We found so many inspiring examples that we couldn’t include them all. So we created top 10 lists of the most innovative companies in 24 categories, some of them expanded on FastCompany.com. Among them are businesses such as Ctrip, which is revolutionizing the travel industry in China; STX Europe (formerly Aker Yards), which built the world’s largest ocean liner; and Intuitive Surgical, maker of the world’s foremost robotic system for soft-tissue operations.
For me personally, it was invigorating to engage with so many exciting new ideas and developments. Our goal was to give a snapshot of the creativity at work in the global marketplace, and I hope looking through our efforts gets your synapses crackling. We encourage you to share your opinions about our selections and our rankings, whether via the email address below or in the comment areas on our Web site. That is the beauty and fun of innovation: It is no one’s to own and all of ours to debate — and to try to move forward.
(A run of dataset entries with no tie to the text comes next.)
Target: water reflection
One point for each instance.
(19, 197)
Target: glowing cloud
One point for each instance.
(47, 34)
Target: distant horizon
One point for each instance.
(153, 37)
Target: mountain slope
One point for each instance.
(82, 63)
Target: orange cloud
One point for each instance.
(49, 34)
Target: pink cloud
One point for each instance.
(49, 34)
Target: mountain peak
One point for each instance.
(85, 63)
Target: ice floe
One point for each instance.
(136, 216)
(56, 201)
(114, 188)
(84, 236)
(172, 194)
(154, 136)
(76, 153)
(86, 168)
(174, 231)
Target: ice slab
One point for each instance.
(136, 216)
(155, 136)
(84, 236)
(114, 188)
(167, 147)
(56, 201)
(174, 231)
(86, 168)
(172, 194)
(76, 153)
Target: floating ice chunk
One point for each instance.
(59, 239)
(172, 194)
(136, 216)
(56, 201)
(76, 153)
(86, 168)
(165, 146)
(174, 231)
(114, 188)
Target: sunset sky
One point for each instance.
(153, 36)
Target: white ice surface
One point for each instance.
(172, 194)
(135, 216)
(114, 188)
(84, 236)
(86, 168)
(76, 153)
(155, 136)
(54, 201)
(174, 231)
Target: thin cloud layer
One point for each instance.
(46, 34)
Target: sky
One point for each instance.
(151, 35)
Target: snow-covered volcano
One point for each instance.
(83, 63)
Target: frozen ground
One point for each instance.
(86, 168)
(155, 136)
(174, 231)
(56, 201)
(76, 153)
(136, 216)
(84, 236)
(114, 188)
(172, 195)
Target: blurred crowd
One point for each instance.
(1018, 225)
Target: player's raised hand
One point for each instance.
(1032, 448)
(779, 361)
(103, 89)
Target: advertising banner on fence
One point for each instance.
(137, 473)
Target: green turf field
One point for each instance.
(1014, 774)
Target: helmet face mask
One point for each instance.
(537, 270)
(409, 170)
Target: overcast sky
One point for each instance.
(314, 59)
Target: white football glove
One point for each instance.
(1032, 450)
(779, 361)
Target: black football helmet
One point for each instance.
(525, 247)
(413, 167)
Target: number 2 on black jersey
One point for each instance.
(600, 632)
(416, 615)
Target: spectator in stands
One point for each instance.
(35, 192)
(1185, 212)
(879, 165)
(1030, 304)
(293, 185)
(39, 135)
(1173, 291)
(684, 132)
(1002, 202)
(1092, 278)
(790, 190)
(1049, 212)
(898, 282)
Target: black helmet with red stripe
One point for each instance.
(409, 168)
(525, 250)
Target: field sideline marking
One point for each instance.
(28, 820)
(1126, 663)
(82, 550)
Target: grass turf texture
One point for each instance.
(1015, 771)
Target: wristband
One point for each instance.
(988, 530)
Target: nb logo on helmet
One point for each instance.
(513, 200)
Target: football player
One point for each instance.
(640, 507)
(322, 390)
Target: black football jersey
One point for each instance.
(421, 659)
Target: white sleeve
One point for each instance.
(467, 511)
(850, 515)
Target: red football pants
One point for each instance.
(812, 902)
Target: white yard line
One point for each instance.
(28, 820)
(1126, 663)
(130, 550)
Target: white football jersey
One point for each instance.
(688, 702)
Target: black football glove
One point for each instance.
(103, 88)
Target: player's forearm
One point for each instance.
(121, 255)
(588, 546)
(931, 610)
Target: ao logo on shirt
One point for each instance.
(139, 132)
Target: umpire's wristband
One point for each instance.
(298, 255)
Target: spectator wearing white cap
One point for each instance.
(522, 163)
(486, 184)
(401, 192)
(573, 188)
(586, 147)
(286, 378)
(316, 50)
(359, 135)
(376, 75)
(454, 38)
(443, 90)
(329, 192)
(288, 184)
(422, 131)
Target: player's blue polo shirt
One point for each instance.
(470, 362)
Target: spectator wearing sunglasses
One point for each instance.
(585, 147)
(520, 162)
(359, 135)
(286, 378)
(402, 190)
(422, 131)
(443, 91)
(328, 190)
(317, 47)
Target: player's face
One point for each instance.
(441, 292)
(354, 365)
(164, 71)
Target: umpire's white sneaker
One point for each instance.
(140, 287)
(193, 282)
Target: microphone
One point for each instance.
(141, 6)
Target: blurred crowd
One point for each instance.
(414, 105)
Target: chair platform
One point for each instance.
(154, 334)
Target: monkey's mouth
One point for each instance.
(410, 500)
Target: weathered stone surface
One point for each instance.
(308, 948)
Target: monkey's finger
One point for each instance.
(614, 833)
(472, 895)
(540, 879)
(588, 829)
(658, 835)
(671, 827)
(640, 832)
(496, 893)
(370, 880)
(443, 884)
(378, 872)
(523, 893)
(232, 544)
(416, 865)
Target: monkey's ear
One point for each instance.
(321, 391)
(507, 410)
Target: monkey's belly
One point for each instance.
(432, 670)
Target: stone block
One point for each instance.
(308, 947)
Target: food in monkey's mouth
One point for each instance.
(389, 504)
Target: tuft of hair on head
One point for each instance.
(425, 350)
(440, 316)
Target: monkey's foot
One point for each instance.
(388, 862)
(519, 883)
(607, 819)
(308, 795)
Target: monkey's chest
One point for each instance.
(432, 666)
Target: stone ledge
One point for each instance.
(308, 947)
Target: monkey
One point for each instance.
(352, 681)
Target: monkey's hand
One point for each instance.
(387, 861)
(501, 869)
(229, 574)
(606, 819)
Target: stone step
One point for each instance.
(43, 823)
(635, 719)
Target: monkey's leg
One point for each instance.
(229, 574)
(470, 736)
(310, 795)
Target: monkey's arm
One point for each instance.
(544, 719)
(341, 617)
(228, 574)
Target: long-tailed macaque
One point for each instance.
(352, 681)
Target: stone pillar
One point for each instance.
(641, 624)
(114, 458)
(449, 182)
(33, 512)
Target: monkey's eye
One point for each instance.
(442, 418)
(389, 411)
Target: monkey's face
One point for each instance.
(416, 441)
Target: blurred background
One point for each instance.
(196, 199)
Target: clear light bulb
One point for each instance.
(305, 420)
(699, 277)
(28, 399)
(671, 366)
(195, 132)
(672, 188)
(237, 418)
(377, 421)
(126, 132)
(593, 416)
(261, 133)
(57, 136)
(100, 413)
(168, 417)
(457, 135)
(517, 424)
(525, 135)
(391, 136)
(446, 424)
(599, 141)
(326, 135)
One of the most insightful comments in this issue comes from the chairman of Taiwan-based HTC, maker of Android cell phones, including Google’s Nexus One. Cher Wang, who cofounded HTC 13 years ago, is unexpectedly candid about how her faith has made an impact on her business, citing the Book of Proverbs in her interview. Yet she also offers this very secular — and instructive — observation: “What you have learned is never enough.”
That spirit, more than any algorithm, defines what this list, and Fast Company itself, is all about.